Le traitement réservé à Québec solidaire en cette fin d'année est révélateur de l'enfermement idéologique dans lequel baigne notre société. Son programme n'est pourtant pas plus radical que celui du Parti québécois à ses débuts. Il ne remet pas en cause le marché, ni l'existence des classes sociales : il ne désire qu'une distribution plus juste de la richesse par le biais du jeu parlementaire, de l'État et de la loi. Pourtant, la droite québécoise affirme sans rougir que QS est un parti d' « ultragauche » en « opposition radicale à la démocratie occidentale et à la civilisation » (Mathieu Bock-Côté), qu'Amir Khadir est un « radical fanatique » (Lysiane Gagnon) et qu'il met de l'avant un « agenda islamique (sic) caché » (Éric Duhaime).

Ces tenants de la « liberté » se rendent-ils comptent que ce sont eux qui s'en prennent aux droits démocratiques les plus élémentaires en tenant en tel discours ? Quel genre de démocratie considère que le boycottage est un mode d'action « extrémiste » et que la social-démocratie est non conforme avec la civilisation ? Sont-ils seulement conscients que leurs propos ne font que trahir leur propre extrémisme?

Afin de projeter une image du réel conforme à ses croyances, - et c'est ce qu'elle a fait cette année sur toutes les tribunes de la province - la droite se doit de donner à l'expérience humaine une image fausse, inversée. Ce reflet mystificateur est indispensable à la perpétuation du statu quo économique et politique. Sans ce voile, sans ce que Luc Boltanski appelle « l'Esprit du capitalisme », la droite se révélerait directement comme la représentante des riches et des puissants. Cette position, bien entendu, ne serait pas tenable.

Seul ce renversement mensonger, et sa réception positive dans la population, peut lui permettre d'asseoir sa légitimité. Ce discours inverse les rapports de force qui animent l'expérience humaine. C'est ainsi seulement que la droite peut affirmer qu'il est grand temps que le Québec « sépare l'État de la mosquée » (Éric Duhaime), que les « grands médias capitalistes » sont « a priori sympathiques à la cause anticapitaliste » (Mario Roy) et que le Conseil du patronat n'est pas « de droite » (Johanne Marcotte). C'est également à ce prix qu'on fait d'Israël et des États-Unis des victimes de ceux qui en critiquent la puissance.

Notre univers politique, comme dirait Herbert Marcuse, se referme sur lui-même. Il est clos. En dialogue avec elle même, la droite ne fait que répondre à l'écho de sa propre mystification. Personne dans l'espace public ne lui donne la réplique, sinon elle-même.
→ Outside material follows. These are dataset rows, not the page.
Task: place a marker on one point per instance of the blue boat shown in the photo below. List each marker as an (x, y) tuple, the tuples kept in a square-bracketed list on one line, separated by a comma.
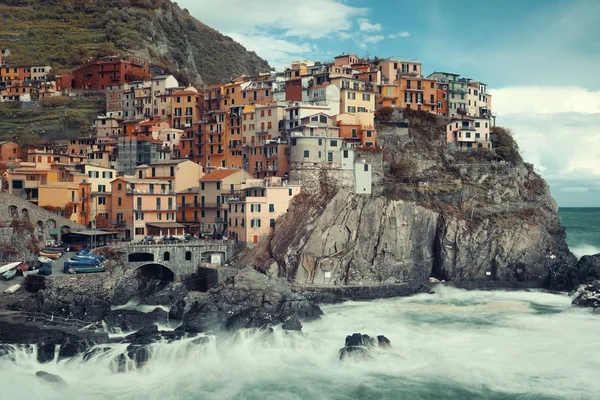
[(76, 265)]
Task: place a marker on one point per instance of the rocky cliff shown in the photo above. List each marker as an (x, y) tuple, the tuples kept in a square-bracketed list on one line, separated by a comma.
[(66, 33), (440, 213)]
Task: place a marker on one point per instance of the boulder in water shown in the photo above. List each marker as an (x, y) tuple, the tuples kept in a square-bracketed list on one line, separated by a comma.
[(587, 295), (359, 346), (51, 378), (46, 352)]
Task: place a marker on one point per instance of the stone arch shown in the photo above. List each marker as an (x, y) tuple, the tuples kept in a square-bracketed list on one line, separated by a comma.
[(140, 257), (13, 211), (155, 271)]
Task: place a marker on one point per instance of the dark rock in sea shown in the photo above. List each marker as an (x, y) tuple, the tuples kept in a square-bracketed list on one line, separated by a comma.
[(132, 320), (566, 277), (292, 324), (360, 346), (248, 300), (587, 295), (51, 378), (46, 352), (140, 354), (119, 363)]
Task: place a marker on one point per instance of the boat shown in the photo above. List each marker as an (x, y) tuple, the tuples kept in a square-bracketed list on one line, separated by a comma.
[(52, 251), (45, 260), (88, 270), (9, 266), (9, 274), (54, 256), (13, 289), (32, 272), (84, 261)]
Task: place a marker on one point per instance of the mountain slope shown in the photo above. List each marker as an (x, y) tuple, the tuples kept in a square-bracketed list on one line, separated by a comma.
[(66, 33)]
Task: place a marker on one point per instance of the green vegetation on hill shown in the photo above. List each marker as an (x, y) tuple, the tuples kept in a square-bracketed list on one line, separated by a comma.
[(54, 119), (66, 33)]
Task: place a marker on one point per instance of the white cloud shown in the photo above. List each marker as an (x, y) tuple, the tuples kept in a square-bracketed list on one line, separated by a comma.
[(558, 130), (545, 100), (313, 19), (366, 26), (399, 35), (278, 51)]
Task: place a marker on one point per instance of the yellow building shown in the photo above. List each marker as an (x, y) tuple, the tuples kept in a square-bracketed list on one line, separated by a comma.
[(213, 207), (254, 206)]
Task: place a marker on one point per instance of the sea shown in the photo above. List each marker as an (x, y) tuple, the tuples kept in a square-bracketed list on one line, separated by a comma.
[(583, 229), (453, 344)]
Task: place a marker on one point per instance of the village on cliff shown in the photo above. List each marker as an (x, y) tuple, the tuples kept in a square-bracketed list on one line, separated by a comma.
[(225, 161)]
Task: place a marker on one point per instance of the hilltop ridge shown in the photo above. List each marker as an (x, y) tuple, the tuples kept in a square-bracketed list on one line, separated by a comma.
[(65, 33)]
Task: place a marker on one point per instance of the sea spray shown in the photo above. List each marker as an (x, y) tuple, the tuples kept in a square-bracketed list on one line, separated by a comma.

C'est cet enfermement qui explique que les plus éminents porte-paroles de la droite économique et morale (Bouchard, Facal, Brassard) puissent affirmer que le PQ est trop à gauche alors qu'ils en ont tenu la direction pendant de longues années; c'est seulement dans cet univers, comme ce fut le cas en octobre dernier, qu'on peut faire grand cas de sondage à propos d'un parti de droite qui n'existe pas; et c'est encore grâce à lui que la droite radicale a pu affirmer sur toutes les tribunes de la province qu'elle n'était pas entendue.
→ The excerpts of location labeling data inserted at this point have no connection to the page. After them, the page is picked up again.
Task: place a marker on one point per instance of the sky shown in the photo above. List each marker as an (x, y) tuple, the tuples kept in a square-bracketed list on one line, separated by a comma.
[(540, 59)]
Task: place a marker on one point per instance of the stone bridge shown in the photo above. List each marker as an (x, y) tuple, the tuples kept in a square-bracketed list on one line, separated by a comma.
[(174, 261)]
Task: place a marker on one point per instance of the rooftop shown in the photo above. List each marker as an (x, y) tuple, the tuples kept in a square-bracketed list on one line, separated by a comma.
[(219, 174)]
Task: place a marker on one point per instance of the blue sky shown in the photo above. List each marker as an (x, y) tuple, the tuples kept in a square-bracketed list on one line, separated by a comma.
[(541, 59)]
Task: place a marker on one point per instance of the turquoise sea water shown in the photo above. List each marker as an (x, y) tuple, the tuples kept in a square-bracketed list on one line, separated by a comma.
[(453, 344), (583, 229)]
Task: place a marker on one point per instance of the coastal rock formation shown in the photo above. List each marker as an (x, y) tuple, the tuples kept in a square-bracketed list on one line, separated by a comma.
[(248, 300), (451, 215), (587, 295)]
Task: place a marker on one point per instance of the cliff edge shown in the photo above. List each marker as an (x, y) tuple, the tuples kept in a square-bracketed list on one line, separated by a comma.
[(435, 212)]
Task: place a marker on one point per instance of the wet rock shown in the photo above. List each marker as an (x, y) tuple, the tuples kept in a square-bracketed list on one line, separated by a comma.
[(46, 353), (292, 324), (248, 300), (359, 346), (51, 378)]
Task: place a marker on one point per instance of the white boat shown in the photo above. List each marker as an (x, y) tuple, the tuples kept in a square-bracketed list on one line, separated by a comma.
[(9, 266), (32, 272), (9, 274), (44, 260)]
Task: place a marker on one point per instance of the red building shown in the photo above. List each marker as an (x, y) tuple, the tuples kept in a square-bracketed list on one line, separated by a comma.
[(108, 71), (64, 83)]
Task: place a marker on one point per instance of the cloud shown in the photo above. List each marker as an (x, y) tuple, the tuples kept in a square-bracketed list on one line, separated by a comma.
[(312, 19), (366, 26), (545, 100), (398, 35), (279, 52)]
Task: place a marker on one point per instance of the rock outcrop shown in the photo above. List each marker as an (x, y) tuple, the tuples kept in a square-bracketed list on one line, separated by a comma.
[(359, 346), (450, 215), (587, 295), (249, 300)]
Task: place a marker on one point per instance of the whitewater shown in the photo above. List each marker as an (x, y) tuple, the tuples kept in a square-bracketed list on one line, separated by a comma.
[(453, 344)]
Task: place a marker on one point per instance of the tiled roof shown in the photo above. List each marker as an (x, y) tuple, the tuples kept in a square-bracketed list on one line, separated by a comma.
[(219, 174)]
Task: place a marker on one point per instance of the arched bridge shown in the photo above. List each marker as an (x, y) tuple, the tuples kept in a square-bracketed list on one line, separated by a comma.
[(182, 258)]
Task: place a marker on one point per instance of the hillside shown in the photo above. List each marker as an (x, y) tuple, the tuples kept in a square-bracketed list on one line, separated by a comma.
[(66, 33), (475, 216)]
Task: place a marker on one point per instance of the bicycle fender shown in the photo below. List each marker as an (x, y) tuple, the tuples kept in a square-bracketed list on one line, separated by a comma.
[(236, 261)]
Loin d'assister à la fin des idéologies, nous sommes plutôt les témoins du triomphe absolu de la droite morale et économique. Sous les fausses apparences du spectacle démocratique se consolident différentes techniques d'aménagement permettant à la Loi divine, celle de l'accumulation de richesse, de proliférer. Plus personne dans l'espace public ne peut remettre en question les croyances qui donnent forme à la société marchande. Du centre-gauche à l'extrême-droite, des patrons aux grandes centrales syndicales, toute pensée respectable se doit d'être en accord avec l'« irrationnelle-rationalité » du processus d'accumulation capitaliste, qui n'est rien d'autre qu'un vaste mouvement infini vers le vide et la destruction.